Both ends of the loop were brought to the outside through the skin incision. The nylon was wound round the first sacral root, a large nerve supplying many of the leg muscles.

The patient woke up, pain free, in his bed. Two days later, the experiment started and is vividly described.

"The two ends of nylon stuck through the wound like two antennae. Malachy grasped both of them and took up the slack. Nothing happened. He increased the pressure. At once the patient jumped and said he felt pain. Malachy asked: 'Is it just in the skin?'. 'No', the patient replied, 'It's deep in my spine. It's my old pain coming back.'"

When Dr Smyth pulled even harder, the pain spread from the patient's back into the back of his leg and increased in severity. When he relaxed the nylon, the pain disappeared completely.

The first patient went home a week later. But before he left hospital, Malachy Smyth marked in indelible ink the path the pain followed when the nerve was stimulated.

The intrepid orthopaedic surgeon continued with his research. He repeated the same experiment on a further eight patients before turning to all the other nerves that protrude from the lumbar spine. Eventually, he was able to map out a pain pathway for each one.

He eloquently demonstrated the effects of a diseased intravertebral disc pressing on the nerve root behind it.

Dr Smyth went on to describe how the two small joints, called facet joints, on each side of the vertebral bone could also contribute to back pain.

"A patient tilts and rotates his spine to face the nerve root from the protruding disc. In doing so, he strains the small joints at the sides of the vertebral bone. This, in turn, causes severe pain in these small joints. The great muscles of the back then go into spasm to protect them."

Dr Smyth now believes the terms herniated and slipped disc should be abandoned. Why? Because he believes they conjure up a catastrophic event in people's minds which leads to many of the social and psychological problems associated with chronic back pain. His preferred term is: "cartilage cyst in a vertebral joint".

Dr Smyth's research was published in the Journal of Bone and Joint Surgery. In 1977, the seminal work was republished as a classic paper.

Many patients, this writer included, have reason to be thankful to Dr Smyth and the many specialists who have since refined lumbar disc surgery. It has made back surgery a less serious procedure, allowing patients return home a few days after the operation.

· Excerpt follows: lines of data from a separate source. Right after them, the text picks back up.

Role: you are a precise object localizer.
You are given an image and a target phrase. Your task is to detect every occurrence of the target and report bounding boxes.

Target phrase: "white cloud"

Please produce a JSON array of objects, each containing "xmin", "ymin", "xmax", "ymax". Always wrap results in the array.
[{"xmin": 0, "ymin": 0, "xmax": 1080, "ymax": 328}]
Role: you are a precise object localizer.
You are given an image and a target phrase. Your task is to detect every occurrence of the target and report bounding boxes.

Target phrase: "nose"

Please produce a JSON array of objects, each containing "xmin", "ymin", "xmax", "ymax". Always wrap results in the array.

Dr Smyth's biography is an entertaining read for reasons other than his groundbreaking work on back pain. His stories of front-line medicine during the second World War are stark. Describing the treatment of young pilots whose entire backs were destroyed, he says: "It was like putting a sticking plaster onto a cancer wound."

A Life in Medicine by Aubrey Malone is published by Web Publications, priced €9.99. All proceeds from the sale of the book wil be donated to the Irish Red Cross.